Since no governmental agency regulates three-quarter houses, there are no precise numbers for how many exist in New York. The John Jay study found 317 addresses but does not claim to be comprehensive. Almost 90 percent of the addresses had a building code complaint between 2005 and 2012 that resulted in at least one violation or stop-work order by the New York City building department, the report says. The houses are concentrated in some of New York City’s poorest neighborhoods.

Residents described crowded, hazardous living conditions: 30 to 40 people residing in a single house, with as many as 16 men sharing one bathroom. In some cases, the report said, houses have no smoke detectors. Electrical wiring is jerry-rigged. Heat can be scarce. Residents resort to using kitchen ovens or space heaters to stay warm. Though the houses are touted as drug free, residents told interviewers that drug use is common and that if they complain, house managers threaten eviction or in the case of parolees, a return to prison for manufactured parole violations.

The overcrowding may partly reflect insufficient affordable housing in New York City. The New York City Human Resource Administration pays individuals undergoing drug or alcohol treatment a monthly rental shelter stipend of $215. The amount was last raised in 1988, according to the New York State Office of Temporary and Disability Assistance. The median monthly rent, not including utilities, in New York City is $1,100, according to the report.

“It comes down to being a housing issue,” said Ann Jacobs, director of the John Jay College of Criminal Justice Prisoner Reentry Institute. “There needs to be an expansion of funding into that area.”

Though the report describes poor conditions at sober homes, advocates are equally concerned that the government will respond to the findings by shutting them down, Jacobs said.
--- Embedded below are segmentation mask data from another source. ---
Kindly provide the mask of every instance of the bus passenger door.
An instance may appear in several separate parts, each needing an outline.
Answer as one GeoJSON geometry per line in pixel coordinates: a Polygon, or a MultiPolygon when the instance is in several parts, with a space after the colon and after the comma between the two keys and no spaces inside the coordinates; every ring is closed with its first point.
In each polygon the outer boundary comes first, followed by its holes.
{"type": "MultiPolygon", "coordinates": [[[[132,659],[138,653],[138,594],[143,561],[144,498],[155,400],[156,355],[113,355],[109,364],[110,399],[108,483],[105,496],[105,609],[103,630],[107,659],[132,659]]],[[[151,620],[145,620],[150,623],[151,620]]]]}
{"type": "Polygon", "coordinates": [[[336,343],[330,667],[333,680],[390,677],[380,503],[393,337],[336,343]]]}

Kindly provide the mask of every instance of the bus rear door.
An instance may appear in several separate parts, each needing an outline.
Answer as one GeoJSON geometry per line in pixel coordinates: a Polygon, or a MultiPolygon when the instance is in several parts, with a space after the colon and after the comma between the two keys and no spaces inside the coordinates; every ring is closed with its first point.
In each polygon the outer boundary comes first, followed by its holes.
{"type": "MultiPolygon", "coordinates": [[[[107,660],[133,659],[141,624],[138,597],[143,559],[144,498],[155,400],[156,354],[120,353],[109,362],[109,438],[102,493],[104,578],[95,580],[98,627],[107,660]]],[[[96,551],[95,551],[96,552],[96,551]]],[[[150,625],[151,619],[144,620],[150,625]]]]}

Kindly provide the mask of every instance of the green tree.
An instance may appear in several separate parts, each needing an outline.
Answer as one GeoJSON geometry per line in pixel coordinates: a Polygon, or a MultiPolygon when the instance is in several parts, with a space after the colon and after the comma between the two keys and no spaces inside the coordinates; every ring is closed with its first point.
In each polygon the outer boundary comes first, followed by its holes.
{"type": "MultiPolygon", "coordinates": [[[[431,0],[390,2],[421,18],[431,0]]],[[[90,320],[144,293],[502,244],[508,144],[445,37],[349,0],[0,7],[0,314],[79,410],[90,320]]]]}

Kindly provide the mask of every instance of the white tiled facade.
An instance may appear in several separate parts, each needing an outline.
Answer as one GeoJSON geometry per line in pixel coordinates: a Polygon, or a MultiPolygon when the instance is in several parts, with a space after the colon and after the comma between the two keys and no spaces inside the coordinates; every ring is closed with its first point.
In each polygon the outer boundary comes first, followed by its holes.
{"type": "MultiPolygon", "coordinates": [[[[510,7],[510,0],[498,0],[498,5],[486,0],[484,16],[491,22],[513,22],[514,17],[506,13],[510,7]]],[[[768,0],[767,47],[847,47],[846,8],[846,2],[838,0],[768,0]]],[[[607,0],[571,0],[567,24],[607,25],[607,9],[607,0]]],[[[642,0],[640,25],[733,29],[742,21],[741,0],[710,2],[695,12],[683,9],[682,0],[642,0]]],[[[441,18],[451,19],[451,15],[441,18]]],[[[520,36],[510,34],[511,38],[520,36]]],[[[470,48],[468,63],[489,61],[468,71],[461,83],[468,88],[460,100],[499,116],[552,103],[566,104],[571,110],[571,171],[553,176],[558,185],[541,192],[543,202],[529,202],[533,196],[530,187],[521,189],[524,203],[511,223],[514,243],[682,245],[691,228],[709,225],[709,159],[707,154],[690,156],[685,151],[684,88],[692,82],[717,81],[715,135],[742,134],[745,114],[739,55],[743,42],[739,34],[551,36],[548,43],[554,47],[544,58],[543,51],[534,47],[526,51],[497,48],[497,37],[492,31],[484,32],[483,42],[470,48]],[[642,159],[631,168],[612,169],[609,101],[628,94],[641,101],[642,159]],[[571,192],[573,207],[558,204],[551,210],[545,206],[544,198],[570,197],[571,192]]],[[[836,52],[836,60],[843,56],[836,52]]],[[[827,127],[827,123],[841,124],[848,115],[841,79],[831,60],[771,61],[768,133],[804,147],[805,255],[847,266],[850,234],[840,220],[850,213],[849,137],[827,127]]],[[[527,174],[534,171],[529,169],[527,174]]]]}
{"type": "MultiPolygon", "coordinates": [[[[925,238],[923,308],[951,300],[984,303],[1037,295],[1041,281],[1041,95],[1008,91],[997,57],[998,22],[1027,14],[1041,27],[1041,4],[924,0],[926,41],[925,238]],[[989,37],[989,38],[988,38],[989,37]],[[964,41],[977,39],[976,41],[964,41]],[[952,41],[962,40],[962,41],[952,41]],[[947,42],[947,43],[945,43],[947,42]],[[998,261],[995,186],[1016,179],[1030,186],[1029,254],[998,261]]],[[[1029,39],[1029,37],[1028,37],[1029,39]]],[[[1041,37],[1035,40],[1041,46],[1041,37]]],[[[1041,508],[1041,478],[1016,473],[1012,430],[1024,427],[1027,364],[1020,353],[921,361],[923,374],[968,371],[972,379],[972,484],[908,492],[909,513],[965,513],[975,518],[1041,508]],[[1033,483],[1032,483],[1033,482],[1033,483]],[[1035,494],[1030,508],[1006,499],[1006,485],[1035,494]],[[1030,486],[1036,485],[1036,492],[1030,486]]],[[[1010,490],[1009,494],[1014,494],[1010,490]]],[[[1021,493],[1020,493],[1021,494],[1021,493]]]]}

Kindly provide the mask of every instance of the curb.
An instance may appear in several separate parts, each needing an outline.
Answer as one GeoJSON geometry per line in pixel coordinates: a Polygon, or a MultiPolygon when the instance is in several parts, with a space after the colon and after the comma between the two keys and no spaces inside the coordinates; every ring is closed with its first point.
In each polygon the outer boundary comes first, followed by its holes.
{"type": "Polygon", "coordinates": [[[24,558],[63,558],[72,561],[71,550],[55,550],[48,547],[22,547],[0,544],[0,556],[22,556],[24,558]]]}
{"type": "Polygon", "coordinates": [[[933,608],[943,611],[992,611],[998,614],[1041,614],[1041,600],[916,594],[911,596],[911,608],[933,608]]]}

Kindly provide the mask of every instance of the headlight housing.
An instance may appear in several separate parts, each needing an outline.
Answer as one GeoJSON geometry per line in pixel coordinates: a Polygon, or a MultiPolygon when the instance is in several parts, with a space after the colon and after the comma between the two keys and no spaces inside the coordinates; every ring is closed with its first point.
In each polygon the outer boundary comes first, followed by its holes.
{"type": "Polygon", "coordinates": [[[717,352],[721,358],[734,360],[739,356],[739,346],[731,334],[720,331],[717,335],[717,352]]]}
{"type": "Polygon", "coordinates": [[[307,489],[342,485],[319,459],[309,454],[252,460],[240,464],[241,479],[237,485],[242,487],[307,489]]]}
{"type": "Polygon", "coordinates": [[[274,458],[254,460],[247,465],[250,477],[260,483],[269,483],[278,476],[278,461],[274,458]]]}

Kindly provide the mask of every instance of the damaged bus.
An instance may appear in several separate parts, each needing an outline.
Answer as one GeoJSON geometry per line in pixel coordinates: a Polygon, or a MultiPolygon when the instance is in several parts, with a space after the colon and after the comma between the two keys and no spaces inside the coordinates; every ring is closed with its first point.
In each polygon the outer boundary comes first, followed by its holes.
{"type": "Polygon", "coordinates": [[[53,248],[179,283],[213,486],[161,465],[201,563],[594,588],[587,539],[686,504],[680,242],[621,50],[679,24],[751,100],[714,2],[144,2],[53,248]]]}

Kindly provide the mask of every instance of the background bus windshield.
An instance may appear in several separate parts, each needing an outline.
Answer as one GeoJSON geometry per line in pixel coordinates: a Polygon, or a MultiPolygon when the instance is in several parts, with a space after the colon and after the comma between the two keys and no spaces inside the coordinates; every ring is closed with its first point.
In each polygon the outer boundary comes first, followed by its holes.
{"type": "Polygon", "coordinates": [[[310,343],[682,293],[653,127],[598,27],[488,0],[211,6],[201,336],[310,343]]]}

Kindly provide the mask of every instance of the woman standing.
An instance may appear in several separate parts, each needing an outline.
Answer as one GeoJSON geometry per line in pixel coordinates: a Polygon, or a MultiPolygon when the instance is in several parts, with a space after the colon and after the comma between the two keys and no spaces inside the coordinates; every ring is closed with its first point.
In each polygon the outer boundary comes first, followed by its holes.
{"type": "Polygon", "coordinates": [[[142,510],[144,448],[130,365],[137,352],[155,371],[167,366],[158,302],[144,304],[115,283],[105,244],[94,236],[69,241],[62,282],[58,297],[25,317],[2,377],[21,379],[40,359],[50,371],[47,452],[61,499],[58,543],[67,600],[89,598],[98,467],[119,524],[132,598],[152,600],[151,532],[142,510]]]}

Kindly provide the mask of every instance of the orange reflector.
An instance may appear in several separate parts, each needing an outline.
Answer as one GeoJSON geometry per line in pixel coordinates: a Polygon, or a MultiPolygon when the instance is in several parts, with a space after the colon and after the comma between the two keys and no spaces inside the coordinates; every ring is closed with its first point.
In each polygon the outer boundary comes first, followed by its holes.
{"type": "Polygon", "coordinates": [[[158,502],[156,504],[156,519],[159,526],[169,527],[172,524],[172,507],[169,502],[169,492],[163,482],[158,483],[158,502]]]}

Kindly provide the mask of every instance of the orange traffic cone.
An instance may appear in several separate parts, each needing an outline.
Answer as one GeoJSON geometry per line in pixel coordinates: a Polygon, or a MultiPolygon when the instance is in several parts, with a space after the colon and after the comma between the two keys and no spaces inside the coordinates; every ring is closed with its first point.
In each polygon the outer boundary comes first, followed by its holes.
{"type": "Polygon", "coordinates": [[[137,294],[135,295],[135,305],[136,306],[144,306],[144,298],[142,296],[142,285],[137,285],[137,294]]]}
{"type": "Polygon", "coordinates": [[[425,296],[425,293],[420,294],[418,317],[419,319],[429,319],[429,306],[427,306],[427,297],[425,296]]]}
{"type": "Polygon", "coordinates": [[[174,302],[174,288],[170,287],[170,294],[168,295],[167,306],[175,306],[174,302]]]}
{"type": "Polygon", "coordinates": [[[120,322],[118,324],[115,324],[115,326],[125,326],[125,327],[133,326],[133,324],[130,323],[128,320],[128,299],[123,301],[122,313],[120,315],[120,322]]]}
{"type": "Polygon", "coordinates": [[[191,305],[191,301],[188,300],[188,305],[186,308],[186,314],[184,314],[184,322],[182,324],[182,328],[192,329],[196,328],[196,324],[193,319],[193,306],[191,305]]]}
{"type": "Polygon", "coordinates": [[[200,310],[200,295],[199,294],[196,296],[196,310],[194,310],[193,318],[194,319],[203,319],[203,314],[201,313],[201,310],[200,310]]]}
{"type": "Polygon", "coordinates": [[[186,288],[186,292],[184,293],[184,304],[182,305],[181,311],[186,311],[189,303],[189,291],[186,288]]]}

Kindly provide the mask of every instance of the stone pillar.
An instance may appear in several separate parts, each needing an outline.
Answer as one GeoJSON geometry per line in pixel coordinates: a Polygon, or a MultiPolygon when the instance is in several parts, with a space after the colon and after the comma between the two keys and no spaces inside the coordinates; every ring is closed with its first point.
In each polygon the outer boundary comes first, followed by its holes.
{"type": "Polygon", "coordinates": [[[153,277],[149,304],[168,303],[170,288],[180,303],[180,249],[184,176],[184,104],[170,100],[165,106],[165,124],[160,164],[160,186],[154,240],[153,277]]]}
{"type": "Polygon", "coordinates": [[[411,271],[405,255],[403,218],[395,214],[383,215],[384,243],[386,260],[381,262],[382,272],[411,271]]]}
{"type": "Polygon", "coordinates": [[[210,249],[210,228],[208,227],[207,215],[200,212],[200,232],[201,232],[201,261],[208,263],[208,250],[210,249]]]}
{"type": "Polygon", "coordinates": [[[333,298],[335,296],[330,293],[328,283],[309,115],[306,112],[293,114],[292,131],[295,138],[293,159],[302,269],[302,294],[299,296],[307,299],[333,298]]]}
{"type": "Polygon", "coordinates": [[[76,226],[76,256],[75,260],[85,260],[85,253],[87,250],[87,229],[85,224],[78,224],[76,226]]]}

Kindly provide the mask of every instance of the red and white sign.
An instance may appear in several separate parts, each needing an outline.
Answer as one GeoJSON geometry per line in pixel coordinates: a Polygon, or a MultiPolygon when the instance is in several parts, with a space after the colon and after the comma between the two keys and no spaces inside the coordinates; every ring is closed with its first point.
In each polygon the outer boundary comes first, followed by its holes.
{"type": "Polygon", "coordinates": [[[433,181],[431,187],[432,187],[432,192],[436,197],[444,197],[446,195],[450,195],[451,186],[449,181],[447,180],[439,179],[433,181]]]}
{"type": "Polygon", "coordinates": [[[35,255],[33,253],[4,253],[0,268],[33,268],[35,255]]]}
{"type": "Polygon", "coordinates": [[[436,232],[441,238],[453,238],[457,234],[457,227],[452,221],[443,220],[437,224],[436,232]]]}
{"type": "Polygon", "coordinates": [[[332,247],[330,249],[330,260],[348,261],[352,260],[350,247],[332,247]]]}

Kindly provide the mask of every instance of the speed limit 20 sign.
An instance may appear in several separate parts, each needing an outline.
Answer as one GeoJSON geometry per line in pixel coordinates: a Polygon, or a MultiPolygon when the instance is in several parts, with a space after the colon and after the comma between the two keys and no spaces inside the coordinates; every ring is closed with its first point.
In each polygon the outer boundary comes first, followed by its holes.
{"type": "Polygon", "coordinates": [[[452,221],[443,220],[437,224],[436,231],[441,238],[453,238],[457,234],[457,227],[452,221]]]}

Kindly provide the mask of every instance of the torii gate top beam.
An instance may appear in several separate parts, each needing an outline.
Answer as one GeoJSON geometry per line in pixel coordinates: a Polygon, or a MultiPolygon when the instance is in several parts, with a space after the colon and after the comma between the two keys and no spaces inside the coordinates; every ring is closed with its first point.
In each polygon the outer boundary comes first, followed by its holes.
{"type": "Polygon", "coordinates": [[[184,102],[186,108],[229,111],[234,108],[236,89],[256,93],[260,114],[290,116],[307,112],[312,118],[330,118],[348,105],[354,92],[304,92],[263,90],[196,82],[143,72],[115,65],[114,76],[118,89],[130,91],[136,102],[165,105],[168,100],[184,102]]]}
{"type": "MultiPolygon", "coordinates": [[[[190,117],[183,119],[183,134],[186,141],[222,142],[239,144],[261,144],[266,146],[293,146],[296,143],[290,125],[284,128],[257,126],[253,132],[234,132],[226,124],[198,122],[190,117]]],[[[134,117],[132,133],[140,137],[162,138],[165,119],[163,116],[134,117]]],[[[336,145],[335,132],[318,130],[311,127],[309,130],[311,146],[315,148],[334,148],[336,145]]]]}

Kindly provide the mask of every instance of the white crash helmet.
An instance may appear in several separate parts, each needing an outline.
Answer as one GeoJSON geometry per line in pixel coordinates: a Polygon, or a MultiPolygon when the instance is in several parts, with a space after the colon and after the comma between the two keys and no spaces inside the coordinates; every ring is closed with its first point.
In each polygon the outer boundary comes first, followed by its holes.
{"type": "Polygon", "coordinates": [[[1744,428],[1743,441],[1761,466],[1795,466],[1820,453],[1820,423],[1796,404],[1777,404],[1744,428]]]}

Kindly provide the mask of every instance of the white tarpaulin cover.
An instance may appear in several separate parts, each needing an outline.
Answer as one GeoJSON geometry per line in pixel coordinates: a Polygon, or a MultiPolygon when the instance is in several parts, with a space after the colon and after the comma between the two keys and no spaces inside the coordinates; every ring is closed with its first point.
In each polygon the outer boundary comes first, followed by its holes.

Most of the residents don’t want to live in homeless shelters, which don’t have the space for them anyway.

“What would happen to these people then?” Jacobs asked.

Ultimately, substandard sober homes are no bargain for taxpayers, putting residents in jeopardy of relapsing, of getting sick, causing fires and falling into homelessness, Jacobs added. Given a clean, safe place to live, more of them could return to work and contribute to their families.

“The problem is solvable,” Jacobs said. “I think the obstacle is political will.”